On 3/25/22 23:34, Laurenz Albe wrote:
On Fri, 2022-03-25 at 23:16 +0100, Loles wrote:
Suppose the databases on my instance are near to have a wraparound failure.
(I think so, from what I see, but in the PostgreSQL log I haven't seen any warning about It yet).
What do I have to do?
vacuum freeze;
better than,
vacuum analyze;
Or both?
If the autovacuum_freeze configuration parameters have defaults values, should I modify any first?
More I read of this topic, more confused I am.
Please, I need simple and wise advice :)
DON'T PANIC
If what you see is the age of your oldest unfrozen rows approaching 200 million,
everything is just normal. That's when anti-wraparound autovacuum *begins*.
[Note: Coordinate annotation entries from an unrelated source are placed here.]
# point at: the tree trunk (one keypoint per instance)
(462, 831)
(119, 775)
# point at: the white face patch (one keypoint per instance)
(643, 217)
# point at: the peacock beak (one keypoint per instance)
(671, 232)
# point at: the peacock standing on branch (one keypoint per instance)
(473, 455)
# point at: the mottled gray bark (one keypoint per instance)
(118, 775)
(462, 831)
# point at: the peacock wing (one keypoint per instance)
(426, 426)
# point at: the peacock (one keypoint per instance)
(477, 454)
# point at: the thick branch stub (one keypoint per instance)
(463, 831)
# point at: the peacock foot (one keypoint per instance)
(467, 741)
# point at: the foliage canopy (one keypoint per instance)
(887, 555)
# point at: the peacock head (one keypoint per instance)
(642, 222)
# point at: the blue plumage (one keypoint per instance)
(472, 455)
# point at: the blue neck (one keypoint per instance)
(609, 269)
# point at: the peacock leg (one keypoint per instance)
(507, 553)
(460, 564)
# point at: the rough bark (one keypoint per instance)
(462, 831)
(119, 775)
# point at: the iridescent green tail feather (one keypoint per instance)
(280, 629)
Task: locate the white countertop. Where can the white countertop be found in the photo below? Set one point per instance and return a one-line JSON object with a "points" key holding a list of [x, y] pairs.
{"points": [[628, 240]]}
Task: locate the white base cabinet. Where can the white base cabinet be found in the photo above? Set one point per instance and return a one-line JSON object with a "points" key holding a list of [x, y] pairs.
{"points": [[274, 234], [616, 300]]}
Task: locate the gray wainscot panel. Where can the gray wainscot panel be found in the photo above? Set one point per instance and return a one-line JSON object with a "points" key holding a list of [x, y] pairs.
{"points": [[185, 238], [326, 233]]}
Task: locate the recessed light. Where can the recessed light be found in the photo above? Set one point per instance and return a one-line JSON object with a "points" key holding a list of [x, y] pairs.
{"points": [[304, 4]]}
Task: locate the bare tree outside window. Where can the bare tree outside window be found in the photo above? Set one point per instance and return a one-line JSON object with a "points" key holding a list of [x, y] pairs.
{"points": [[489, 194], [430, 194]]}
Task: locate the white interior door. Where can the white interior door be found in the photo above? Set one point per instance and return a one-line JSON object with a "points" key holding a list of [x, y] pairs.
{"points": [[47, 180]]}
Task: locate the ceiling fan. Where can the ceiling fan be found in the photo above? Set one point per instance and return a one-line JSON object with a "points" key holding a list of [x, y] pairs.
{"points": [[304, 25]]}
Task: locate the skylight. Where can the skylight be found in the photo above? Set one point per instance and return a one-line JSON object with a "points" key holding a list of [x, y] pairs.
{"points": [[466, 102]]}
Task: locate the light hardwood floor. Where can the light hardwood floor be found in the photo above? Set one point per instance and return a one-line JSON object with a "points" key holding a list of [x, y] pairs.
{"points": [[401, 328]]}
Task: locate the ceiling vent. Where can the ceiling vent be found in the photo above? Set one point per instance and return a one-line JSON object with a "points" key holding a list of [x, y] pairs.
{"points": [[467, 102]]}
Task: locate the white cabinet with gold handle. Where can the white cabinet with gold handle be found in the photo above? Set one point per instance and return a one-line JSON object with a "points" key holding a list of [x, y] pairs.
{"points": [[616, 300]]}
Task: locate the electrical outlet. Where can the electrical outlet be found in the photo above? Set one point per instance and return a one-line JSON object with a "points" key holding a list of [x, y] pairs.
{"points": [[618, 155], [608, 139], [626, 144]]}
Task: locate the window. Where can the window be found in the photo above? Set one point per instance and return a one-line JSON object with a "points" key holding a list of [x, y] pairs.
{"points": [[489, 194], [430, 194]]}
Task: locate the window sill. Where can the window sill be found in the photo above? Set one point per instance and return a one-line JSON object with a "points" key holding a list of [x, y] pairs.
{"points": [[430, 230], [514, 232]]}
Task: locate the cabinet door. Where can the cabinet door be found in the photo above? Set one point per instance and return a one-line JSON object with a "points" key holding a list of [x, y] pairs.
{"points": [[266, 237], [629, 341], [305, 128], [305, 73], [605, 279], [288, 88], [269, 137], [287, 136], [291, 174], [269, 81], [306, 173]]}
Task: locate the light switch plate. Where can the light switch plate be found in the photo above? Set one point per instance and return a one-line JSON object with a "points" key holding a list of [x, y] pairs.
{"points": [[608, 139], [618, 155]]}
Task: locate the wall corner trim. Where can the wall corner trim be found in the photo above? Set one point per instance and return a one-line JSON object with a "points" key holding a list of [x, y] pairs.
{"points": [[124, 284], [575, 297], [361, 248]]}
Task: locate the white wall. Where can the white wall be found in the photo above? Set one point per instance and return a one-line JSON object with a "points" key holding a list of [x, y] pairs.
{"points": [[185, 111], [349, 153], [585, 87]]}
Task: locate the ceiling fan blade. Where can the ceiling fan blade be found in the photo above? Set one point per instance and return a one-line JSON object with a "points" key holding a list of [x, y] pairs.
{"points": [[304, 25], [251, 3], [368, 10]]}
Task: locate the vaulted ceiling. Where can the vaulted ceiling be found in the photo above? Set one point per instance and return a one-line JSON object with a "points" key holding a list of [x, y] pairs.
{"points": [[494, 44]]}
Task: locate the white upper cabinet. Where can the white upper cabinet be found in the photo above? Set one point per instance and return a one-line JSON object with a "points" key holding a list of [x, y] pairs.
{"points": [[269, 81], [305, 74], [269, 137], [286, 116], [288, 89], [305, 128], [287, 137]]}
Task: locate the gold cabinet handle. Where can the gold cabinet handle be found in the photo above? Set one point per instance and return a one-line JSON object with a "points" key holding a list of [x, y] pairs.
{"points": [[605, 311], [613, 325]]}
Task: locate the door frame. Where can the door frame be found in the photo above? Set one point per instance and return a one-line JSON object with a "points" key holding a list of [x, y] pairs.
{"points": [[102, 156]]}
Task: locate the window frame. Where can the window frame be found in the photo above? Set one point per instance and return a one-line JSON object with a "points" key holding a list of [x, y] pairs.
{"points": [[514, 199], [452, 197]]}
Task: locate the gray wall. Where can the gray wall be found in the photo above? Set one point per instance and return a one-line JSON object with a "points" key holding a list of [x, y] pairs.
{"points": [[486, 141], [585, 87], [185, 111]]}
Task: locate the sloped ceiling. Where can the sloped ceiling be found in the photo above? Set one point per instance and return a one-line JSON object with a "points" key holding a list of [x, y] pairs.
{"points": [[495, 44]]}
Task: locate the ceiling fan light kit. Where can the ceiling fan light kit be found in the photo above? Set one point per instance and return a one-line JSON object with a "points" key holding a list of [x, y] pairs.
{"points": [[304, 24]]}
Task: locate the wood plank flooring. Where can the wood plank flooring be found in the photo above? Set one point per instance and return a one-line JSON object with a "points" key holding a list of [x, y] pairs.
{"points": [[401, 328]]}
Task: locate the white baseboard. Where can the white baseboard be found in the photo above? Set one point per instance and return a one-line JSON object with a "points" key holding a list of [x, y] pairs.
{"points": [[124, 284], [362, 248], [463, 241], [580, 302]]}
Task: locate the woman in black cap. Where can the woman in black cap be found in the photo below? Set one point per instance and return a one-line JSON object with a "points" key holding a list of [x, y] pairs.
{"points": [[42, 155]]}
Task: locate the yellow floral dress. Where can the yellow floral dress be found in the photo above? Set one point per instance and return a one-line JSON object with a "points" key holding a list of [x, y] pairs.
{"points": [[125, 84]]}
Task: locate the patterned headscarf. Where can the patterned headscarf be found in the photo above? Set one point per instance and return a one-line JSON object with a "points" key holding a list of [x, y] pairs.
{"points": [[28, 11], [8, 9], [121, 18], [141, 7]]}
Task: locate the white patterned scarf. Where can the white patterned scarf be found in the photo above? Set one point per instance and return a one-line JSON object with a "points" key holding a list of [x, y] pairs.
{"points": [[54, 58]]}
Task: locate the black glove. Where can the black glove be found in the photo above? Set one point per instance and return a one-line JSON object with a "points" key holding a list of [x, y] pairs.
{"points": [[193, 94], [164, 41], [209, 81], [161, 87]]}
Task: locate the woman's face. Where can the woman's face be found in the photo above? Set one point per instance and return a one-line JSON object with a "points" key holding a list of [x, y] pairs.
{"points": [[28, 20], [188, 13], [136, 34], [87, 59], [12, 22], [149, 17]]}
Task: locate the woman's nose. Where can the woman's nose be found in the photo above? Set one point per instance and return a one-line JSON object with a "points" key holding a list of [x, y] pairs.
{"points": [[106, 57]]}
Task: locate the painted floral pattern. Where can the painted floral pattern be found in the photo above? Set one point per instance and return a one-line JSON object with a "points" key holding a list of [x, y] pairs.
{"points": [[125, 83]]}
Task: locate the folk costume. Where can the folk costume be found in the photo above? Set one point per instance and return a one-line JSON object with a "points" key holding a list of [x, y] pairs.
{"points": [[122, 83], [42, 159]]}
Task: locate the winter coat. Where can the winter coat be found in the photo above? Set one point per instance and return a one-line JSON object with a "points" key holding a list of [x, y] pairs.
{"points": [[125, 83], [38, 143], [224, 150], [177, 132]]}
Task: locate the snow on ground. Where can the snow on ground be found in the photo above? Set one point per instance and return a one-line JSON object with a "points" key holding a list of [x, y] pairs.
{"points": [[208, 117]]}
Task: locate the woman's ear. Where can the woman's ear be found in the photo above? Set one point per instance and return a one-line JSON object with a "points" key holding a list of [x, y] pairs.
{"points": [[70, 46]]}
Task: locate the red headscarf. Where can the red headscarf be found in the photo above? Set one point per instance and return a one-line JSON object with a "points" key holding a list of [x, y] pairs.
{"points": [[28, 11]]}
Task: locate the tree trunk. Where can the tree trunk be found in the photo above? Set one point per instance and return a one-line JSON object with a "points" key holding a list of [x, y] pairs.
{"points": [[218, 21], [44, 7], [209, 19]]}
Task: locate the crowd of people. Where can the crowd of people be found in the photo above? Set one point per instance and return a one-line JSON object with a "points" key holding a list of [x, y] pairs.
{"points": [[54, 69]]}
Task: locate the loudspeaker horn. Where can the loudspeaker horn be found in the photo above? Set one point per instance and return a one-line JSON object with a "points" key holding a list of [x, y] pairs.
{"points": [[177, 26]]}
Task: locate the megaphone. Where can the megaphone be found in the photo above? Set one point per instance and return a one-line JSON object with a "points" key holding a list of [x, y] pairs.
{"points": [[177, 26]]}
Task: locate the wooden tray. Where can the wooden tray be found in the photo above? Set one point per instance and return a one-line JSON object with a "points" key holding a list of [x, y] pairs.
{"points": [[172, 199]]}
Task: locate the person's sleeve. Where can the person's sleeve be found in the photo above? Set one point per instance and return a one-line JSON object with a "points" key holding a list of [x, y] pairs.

Normally, you have nothing to do, except perhaps make sure than autovacuum is
fast enough (autovacuum_vacuum_cost_delay = 2).
If you want to prevent that autovacuum run from happening while your system is
busy (which normally also is no problem), you can trigger a manual VACUUM at
a time of lower database activity. But make it a plain VACUUM, not a
VACUUM (FREEZE)
Why not VACUUM FREEZE?
or (god forbid) VACUUM (FULL), and only VACUUM those tables
that are large and approaching the threshold. And don't VACUUM them all at the
same time.
Yours,
Laurenz Albe
--
Angular momentum makes the world go 'round.